IRT VS WAC : La malédiction du champion

WAC IRT BOTOLA 2018 2019

On a beau chercher, nous nous sommes longtemps retrouvés dans l’incapacité de dénicher une meilleure illustration à la malédiction du champion qui s’abat sur la Botola, depuis le début du 21ème siècle et le doublé réalisé par le HUSA. Mais ça c’était avant. Avant la rencontre qui opposera l’IRT au WAC. Un match de mise à jour (14ème journée) et dont, ce soir à 19h, le Grand stade de Tanger sera le théâtre. A vrai dire, ce match n’est pas uniquement une confrontation entre le premier et le 13ème. C’est bien plus que cela.

En effet, cette rencontre symbolise un choc entre les deux derniers champions. Enfin, un choc avec toutes les proportions gardées bien sûr. Car en réalité, les deux équipes sont dans des dynamiques diamétralement opposées. Une situation qui rappelle celle de l’année dernière, mais avec une inversion des rôles. Une époque où les Nordistes étaient au sommet tandis que les Rouge et Blanc squattaient les profondeurs du classement.

Des changements à foison

Si on rembobine la pellicule, on trouvera bon nombre de points en commun entre les péripéties vécues par le WAC la saison précédente et celles qui rythment le quotidien de l’IRT. A commencer par l’instabilité du banc.

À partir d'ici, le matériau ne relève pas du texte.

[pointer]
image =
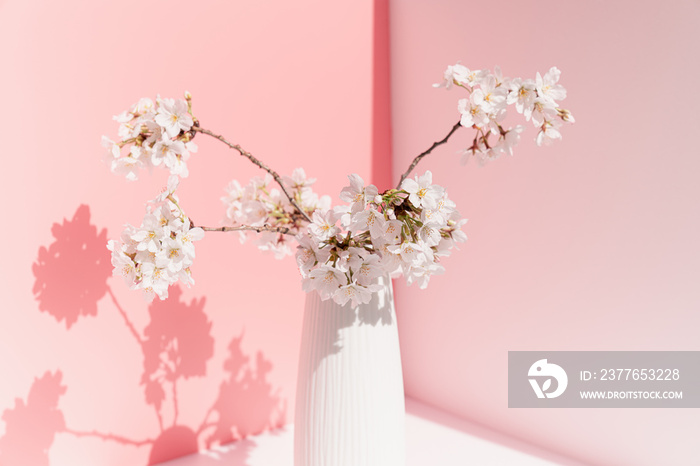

Après son sacre en Ligues des champions africaine, le Wydad de Casablanca a éprouvé énormément de difficultés pour se remettre en selle et recharger les batteries. Et comme la patience n’est pas la principale vertu des décideurs Wydadi, ces derniers n’avaient pas hésité à limoger Amoutta, par manque de résultats, moins de deux mois après les avoirs guidés au sommet du football africain. Sans parler de l’habituel fièvre acheteuse, qui a fait du Wydad une sorte de cimetière pour joueur en fin de carrière (El Kaoutari) ou expatriés (Tighazoui).

Du coté de Tanger, c’est un peu le même schéma qui s’est répété cette année. A quelques nuances près. Puisque les dirigeants du club champion pour la première fois de son histoire en 2018, ont eux aussi acté le limogeage de l’entraîneur, Lamrabet, qui a rendu possible ce retentissant exploit, en tout début de saison, au même titre que la vente de joueurs majeures qui y ont participé. D’une saison à l’autre, ce manque de stabilité à totalement déréglé la machine. Sans aucun doute car toutes les composantes du club, n’avaient pas le mode d’emploi adéquat pour gérer la gloire et la saison d’après, contrairement au Wydad, qui lui, n’en était pas à son premier titre de champion. C’est la raison qui nous pousse à croire que l’IRT ne réussira sûrement pas à revenir en boulet de canon lors de la seconde partie de saison, comme l’avait fait le WAC en décrochant in-extremis un billet pour l’édition actuelle de la ligue des champions. Une thèse accréditée par les chiffres, qui d’ailleurs, font du Wydad le grandissime favori à la victoire ce soir.

Les hommes de Benzarti restent sur une série de 10 matchs sans défaites. A l’instar de…l’IRT, l’année dernière, à pareille époque. Et ce n’est pas parce-qu’ils joueront à l’extérieur que cela changera grand-chose sur le papier du moins, au vue notamment des quatre précédents déplacements, où les Rouge et Blanc n’ont pas connu de revers. A l’inverse, Tanger n’a toujours pas réussi à remporter les trois points sur sa pelouse.

Enfin, on peu également s’attendre à une opposition animée et prolifique. D’une part, nous avons des hôtes qui ont cherché le ballon au fond de leurs filets au moins une fois lors de la grande majorité de leurs matchs à la maison (83%), et de l’autre, le Wydad qui marque hors de ses bases dans les mêmes proportions.